数日前、依子がゴミ箱で見つけたもの、それは「採用通知」でした。仕事を探している依子をよく思っていない真司が、こっそり捨てたのでしょう。その採用通知を見つけたとき、依子の心は決まりました。あの、記入済みの離婚届を出すのは今しかない!と。
あれだけ離婚を脅しの材料にしていた真司ですが、離婚届を出したことを知ると驚き、そして怒り出しました。ですが、依子にはもうやり直す気持ちはありません。これまで十分尽くしたと、真司に伝えました。
奪われたものは返してもらいます!
真司は、新婚なのにすぐ離婚だなんて恥ずかしい……と、周りの目を相当気にしている様子。離婚の原因は依子のわがままだと吹聴すると騒ぎます。一方の依子は、離婚の理由は親しい人にだけ理解してもらえればそれでいいと思っていたのでお構いなし。離婚する事を両親に話したときも、理解を示してもらえました。

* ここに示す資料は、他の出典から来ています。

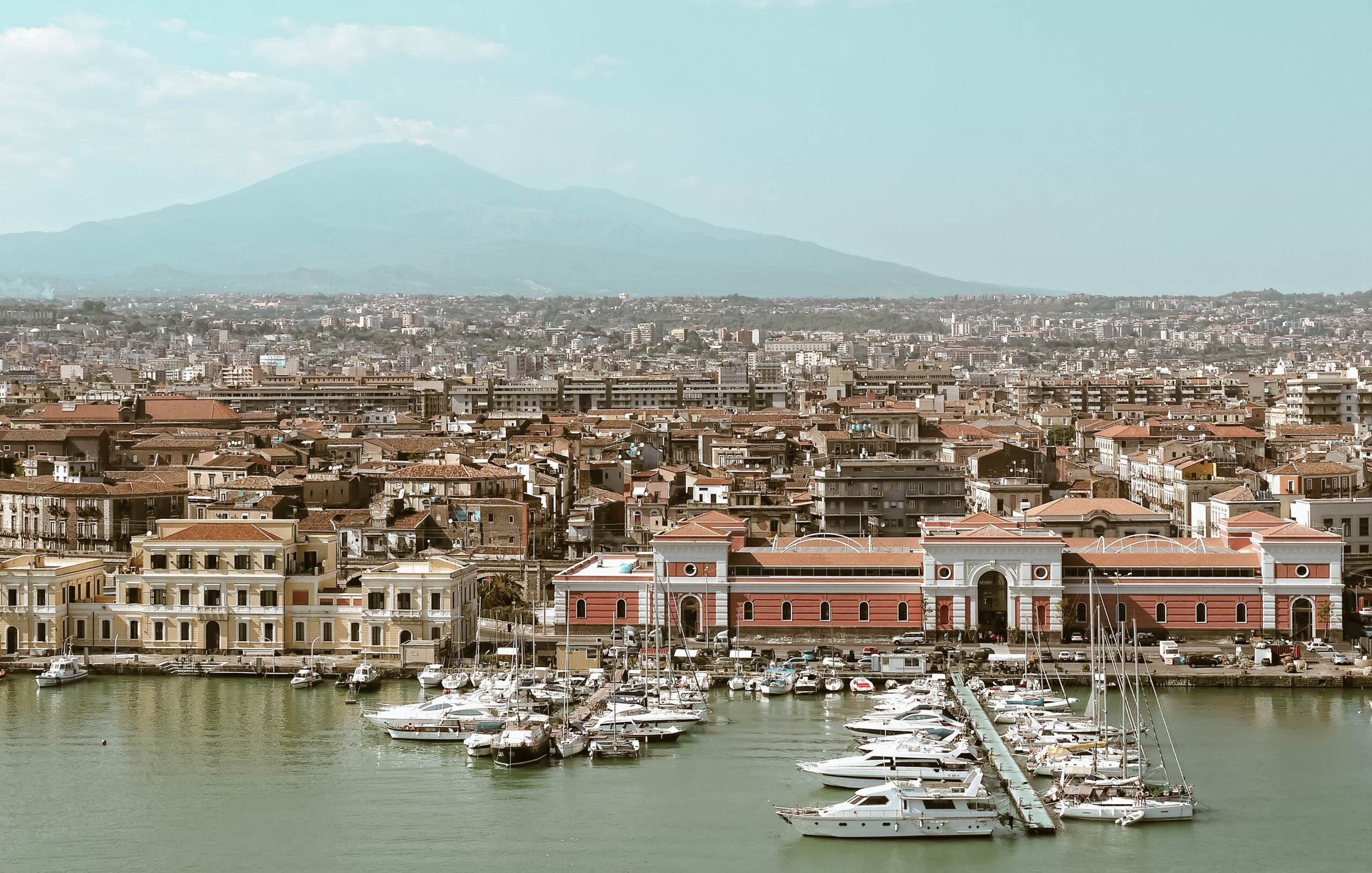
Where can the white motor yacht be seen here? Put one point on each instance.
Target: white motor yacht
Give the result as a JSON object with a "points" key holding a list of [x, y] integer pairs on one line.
{"points": [[305, 677], [62, 670], [902, 809], [918, 762], [442, 710], [431, 676]]}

そんな依子の両親に対して真司は、頭がおかしい、だからこんな子どもができるんだなどと侮辱。これには依子も怒り、「両親と話し合って、あなたに勝手に捨てられた物や今までの言動を訴えることにしたから」と言いました。 それを聞いて真司は形式的に謝りますが、心がこもっているとは思えず。最終的には弁護士を挟んで話すことになりました。
義理の両親も参加して行われた話し合いでは、復縁を望む真司が婚姻届を持参。そんな息子の姿を見て、義父はさすがに強く叱りました。おかげでその後は話し合いがスムーズになり、接触禁止の誓約書にサインをもらいました。
その後、真司はというと離婚の真相が周囲にバレて会社で孤立。自暴自棄になり、生活すべてがボロボロに。一方の依子はというと、通知のあった企業に就職。今は元夫に奪われた自信と自由を取り戻しながら、好きな事を楽しむ生活を満喫しています。
真司は妻の言動を制限し、支配しようとするモラ夫ですよね。婚姻関係は維持されていても、妻にとって我慢の日々でしかなくーー。依子は早い段階で一歩を踏み出せてよかったです。結婚生活が大変だった分、幸せになってほしいですね。